The International Swaps and Derivatives Association is ready with a standard credit default swaps settlement protocol that can be used with the next credit event. Previously each credit event needed a separate protocol. The new standard protocol is likely to be published by mid-September, but could be used in the interim if a default does take place, said market participants. It would be the first time a protocol is in place to cash-settle single-name CDS. “A draft is very close to being issued,” said one source close to the protocol. “They are crossing the T’s and dotting the I’s.”
Previous cash settlement protocols have included solely tranche and index trades. As under previous procedures, cash settlement would include an auction to determine the recovery value of the bonds. A dispute resolution panel is also planned to be included in the process, although it is unlikely to be ready before the next credit event, said an ISDA spokeswoman. The association is still putting together a shortlist of possible independent arbitrators to sit on the panel.

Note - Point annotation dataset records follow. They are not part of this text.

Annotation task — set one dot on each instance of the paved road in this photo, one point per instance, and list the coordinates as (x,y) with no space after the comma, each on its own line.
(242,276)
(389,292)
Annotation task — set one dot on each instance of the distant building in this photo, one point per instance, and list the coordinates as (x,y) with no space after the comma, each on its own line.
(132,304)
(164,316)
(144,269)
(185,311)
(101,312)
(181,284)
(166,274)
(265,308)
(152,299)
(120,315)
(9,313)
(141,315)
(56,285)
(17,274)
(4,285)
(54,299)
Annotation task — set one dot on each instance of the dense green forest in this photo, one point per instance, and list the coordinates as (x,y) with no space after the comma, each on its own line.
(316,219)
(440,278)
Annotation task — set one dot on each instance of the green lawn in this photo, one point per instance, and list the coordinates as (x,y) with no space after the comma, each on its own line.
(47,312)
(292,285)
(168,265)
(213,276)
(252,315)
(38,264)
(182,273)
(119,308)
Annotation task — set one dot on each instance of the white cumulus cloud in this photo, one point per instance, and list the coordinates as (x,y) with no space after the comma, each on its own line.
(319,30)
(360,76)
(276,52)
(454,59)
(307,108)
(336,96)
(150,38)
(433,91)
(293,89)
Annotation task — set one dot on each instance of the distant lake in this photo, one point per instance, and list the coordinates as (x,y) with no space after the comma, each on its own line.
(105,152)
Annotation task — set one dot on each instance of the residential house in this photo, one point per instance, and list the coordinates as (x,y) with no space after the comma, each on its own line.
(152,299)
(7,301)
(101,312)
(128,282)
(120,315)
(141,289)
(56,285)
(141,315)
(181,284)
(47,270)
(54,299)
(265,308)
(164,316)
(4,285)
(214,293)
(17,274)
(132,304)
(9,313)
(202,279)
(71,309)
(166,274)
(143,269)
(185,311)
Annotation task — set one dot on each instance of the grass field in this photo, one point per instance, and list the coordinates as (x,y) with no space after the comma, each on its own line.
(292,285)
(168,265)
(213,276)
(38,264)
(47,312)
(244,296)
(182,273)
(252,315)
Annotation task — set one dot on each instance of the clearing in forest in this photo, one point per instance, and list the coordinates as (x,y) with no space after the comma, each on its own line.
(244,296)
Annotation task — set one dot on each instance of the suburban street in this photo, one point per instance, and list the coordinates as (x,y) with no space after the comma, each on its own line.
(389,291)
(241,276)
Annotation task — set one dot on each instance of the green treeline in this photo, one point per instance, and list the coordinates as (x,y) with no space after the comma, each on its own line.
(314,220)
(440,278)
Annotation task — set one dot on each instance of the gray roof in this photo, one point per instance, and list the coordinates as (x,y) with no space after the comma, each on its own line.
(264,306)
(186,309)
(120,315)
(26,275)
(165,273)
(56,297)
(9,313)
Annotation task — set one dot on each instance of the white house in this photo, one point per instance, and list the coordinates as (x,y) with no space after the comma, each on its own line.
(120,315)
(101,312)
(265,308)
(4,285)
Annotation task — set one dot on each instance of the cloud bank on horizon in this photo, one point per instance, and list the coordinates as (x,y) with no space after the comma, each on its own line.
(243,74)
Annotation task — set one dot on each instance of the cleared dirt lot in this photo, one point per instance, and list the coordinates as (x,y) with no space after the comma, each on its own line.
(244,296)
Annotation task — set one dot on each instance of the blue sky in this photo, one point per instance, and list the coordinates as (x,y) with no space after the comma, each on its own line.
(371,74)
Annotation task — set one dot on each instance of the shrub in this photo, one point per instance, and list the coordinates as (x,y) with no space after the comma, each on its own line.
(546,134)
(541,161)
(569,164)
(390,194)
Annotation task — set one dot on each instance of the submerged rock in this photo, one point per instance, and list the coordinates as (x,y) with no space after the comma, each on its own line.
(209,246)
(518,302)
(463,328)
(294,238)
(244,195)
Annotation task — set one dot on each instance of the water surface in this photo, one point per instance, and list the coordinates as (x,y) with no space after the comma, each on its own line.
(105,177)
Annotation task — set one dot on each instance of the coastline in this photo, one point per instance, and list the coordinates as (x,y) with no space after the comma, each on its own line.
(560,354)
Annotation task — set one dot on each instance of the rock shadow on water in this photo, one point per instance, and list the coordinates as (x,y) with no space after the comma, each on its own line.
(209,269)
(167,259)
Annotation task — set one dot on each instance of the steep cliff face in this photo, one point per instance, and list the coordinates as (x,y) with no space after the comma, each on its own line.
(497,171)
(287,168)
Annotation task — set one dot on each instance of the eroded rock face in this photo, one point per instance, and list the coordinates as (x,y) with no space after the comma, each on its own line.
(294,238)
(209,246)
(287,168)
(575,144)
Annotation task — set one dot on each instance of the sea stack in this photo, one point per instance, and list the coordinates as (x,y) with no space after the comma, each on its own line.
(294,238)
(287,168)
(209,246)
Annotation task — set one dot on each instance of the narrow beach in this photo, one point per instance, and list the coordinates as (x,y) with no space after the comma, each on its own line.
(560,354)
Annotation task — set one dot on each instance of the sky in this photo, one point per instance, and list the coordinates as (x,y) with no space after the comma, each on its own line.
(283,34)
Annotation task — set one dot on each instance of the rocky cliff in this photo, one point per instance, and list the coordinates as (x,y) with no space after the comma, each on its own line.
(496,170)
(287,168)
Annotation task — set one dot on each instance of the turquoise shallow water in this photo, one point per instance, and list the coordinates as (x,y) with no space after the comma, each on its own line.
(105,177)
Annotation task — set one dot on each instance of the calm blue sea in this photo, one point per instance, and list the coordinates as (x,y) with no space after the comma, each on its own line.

The protocol also contains an option to physically settle CDS, although the source said the majority of buysiders prefer cash settlement. “More buysiders want cash settlement because more people use CDS to hedge cash positions; the majority of clients that trade CDS do not own the bonds, so they are more interested in cash settlement. It helps the majority of the market achieve their aims,” he said. He added that the option to physically deliver the bonds was added for those who own bonds and want to make sure they are indeed deliverable.
Dealers will determine which obligations are deliverable. The source said the process of determining these obligations was a sticking point in the talks. “Everyone has their own interests in which obligations are deliverable,” he said. Buysiders are excluded from deciding which bonds are deliverable because of the short 30-day time period the market has to settle a trade after a credit event, the ISDA spokeswoman explained.